We’re already moving in this direction with all of the payment silos—the Medicare payment silos. There are a lot of silos—home health, skilled nursing, rehab facility, LPAC, hospital, outpatient, and physician, and those silos are all paid differently. And every one of those silos is moving towards a pay-for-performance model. So every physician in fee-for-service will be under a pay-for-performance system that will be more logical and easier to understand, whereas right now you’ve got PQRS, the value modifier, and MU. More importantly, it creates an incentive for physicians to move into alternative payment models. You get a 5-percent bonus if you move into a patient-centered medical home or bundled-payment model or ACO [accountable care organization].

So this does a couple of things very clearly for physicians. It makes it crystal-clear for physicians: they can be in fee-for-service and be at risk for pay cuts under value-based purchasing, and it starts at 4 percent and goes to 9 percent; or they can go to an alternative payment model and get a 5-percent bonus. So the delta—the spread between being a bad performer in the fee-for-service program, you could lose 4 percent. And you’re going to get a 5-percent bonus under one of these risk-based models. Now if you don’t perform well, you could lose that bonus, because you’re at risk. But the potential delta difference is 9 percent, and then it actually goes up to 14 percent if you think about it, because the bonus stays and 9 plus 5 is 14. So physicians, when they look at it, will say, hmm, I can stay in fee-forr-service, and I’ll be at increasing risk, or I can move to an alternative payment model, and I’ll be at risk, and still have to report measures, but I’ll be at the potential for a 5-percent upside.

So from a standpoint of a provider, the incentive is clearly pushing them towards alternative payment models. So for me, this has three big implications. Implication number one is that there have been a lot of healthcare providers out there thinking that this movement towards population health management-focused payment models was a fad. This makes it clear that it’s here to stay. Second, it creates a timeline, per CMS’s goals of moving us towards 30 percent of reimbursement at risk by 2016 and 50 percent by 2018. This just says, by 2019, it will create more of an incentive and really accelerate a shift to those models, even more so. And it creates a pretty clear timeline. I don’t think most physicians really have paid much attention to alternative payment models. I think this will create a real focus for them. And then the last point is that there are going to be more alterative payment models that will be developed exposed.

You released a statement earlier this week supporting the creation of the Healthcare Payment Learning and Action Network.
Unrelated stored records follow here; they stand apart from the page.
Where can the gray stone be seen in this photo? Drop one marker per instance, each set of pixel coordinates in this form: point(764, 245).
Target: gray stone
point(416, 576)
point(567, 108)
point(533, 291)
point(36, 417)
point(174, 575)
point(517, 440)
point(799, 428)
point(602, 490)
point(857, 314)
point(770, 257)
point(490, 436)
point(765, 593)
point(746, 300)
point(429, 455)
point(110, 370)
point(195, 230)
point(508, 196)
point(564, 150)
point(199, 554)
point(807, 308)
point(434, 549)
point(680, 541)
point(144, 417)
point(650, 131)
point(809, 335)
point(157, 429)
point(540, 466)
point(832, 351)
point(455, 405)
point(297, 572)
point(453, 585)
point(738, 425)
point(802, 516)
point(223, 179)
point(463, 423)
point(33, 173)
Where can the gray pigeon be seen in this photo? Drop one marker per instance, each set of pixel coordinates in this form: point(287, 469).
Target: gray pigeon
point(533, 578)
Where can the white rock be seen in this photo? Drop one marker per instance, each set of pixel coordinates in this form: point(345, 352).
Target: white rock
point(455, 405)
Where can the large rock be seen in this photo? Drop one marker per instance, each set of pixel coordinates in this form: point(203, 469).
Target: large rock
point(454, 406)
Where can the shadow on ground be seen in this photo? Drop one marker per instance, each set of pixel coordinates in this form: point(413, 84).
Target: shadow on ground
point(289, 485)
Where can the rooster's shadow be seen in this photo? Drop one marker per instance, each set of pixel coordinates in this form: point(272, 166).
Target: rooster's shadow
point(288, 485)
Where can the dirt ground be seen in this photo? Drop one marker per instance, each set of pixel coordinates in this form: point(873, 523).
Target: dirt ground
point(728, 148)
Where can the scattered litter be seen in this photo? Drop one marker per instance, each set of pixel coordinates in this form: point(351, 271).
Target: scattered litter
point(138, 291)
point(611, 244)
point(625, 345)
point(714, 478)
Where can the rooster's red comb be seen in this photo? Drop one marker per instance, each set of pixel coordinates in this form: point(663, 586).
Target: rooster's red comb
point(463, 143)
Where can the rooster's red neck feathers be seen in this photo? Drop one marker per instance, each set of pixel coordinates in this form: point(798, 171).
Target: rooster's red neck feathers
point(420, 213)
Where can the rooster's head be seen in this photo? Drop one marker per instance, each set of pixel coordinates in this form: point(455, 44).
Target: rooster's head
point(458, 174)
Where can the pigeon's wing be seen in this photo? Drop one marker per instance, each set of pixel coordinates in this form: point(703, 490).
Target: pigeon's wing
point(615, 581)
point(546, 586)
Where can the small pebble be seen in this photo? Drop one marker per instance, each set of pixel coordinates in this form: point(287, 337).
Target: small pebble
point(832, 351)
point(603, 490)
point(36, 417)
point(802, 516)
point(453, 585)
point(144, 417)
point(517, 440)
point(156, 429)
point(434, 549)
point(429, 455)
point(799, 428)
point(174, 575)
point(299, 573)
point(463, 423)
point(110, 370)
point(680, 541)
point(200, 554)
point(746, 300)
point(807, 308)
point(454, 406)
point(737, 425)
Yes, the Healthcare Payment Learning and Action Network will be all about sharing information, and will help. But I do think everything will create, for hospitals, there will be probably be a great interest in employment of physicians on the part of hospitals, but it could also create some potential conflict with hospitals on the part of physician groups. So there will be an interest in employment, but also in being in competition with hospitals.

What about the proposed rule for Stage 3 of meaningful use? Any thoughts on that?

We’re looking through it right now. There’s a lot in it we like. We particularly like the emphasis on APIs [application programming interfaces]. We’re still going through the proposed rule right now, though, and doing an analysis on it.

Healthcare Informatics will continue to update readers on this evolving story.